Tech Takes to the Road at Auto Show

Forget the mobile phone, car makers and technology companies are teaming to rev up more advanced distractions in the automobile, including video games, displays, refrigerators, BBQ grills and more.

Much of the latest road trip technology is on display this week at the North American International Auto Show in Detroit, where Nissan featured its new Urge, a sporty vehicle that when not rolling, converts to a video game with the real steering wheel and pedals serving as controls for the “driver.”

Other technology for cars includes an increasing amount of hardware — screens, sound, cameras, wireless, appliances and other gadgets — and software, including on-board navigation systems, Internet connectivity, location-based services and entertainment capabilities.

Play Only While Parked

Fortunately, Nissan’s Urge does not allow gameplay during actual drive time, at least for the driver. However, when parked, owners of the new vehicles — which will reportedly sell for under US$20,000 — will be able to play games such as Microsoft’s “Project Gotham Racing 3” using the car’s actual steering wheel, gas and brake pedals while viewing on a 7-inch flip-down screen.

Microsoft claimed in a statement the vehicle is a testament to the importance of onboard multimedia to younger car buyers, described as “echo boomers.”

“Nissan conducted an Internet survey of 2,000 echo boomers, a majority of which said technology and gaming are among the most important attributes in their first car,” said a statement from Bruce Campbell, vice president of design at Nissan Design America in La Jolla, Calif. “Xbox 360 offered the latest in technology and was already a favorite among this audience.”

Inside and Out

The latest in telematics, as the car technology is called, also includes advanced automobile guidance, assistance and automation technology, with services such as On-Star and similar connectivity increasing.

Gartner Research Vice President Martin Reynolds told TechNewsWorld the trend is likely to continue as car makers use technology to drive new sales, and technology serves under the hood as much as in entertainment DVD screens and remote controls.

“You can see there’s a ton of technology going into cars,” he said, referring to his firm’s optimistic outlook for semiconductors in cars. “We’re seeing some pretty incredible things happening in terms of the way these vehicles operate,” he added, highlighting the batteries, transistors and other technology behind the latest hybrid vehicles.
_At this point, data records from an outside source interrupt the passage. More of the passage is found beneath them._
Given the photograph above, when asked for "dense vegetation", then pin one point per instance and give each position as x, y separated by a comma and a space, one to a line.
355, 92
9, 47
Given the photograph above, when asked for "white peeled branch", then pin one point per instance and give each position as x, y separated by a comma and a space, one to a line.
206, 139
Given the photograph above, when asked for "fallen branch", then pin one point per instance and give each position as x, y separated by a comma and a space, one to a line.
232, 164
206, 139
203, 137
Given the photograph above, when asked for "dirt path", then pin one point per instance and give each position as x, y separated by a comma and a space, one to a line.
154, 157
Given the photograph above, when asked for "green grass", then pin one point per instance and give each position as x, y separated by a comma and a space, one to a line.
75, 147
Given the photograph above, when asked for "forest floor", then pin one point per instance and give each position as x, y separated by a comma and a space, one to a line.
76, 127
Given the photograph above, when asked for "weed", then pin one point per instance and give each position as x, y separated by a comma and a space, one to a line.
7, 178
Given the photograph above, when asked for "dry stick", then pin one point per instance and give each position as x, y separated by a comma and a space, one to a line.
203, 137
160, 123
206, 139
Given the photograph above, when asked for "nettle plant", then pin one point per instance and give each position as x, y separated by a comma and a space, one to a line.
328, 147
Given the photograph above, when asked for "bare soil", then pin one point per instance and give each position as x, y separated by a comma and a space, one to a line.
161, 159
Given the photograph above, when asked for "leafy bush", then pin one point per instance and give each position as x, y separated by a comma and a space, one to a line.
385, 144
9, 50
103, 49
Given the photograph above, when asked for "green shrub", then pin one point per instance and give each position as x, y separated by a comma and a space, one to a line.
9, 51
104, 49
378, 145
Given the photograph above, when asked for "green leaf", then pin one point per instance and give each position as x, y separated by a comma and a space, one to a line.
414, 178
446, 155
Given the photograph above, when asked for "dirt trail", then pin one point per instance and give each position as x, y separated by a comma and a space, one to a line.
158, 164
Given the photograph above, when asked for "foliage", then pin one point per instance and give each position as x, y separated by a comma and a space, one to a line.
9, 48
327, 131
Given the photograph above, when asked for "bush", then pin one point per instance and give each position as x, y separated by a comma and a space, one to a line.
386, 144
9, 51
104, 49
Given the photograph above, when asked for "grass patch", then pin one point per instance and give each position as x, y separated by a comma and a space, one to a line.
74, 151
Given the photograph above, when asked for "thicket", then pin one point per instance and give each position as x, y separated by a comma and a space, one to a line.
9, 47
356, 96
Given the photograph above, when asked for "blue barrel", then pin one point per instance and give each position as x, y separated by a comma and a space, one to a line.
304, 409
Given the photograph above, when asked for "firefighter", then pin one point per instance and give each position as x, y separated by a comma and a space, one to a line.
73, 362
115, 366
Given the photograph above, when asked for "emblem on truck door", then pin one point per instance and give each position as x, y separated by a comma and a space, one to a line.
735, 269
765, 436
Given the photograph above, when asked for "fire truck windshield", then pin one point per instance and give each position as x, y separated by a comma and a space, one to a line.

Reynolds said directional and guidance technologies and services are also winning over consumers who don’t want to go back to folding maps and asking directions once they have experienced them.

Watch Your Speed

Reynolds also warned, however, that the race to gear up the automobile of tomorrow must work for the car in a simple manner.

“It has to be risk-free, and easy to operate,” he said. “That’s why you don’t see advanced, graphical user interfaces. It’s better to have simple systems that don’t interfere with driving.”

Jupiter Research Vice President Michael Gartenberg said there is a tremendous opportunity for technology companies as the car is further integrated with features of home, such as the phone, which is still adapting to the automobile largely with Bluetooth wireless technology.

Gartenberg said the in-car advances will come in smaller steps, with the biggest challenge being the integration of such technology into the vehicle and driving experience.

“The key is going to be integrating with the vehicle in a way that is unobtrusive, and in a way where everyone can acquire things while making sure the driver does not have another distraction to deal with.”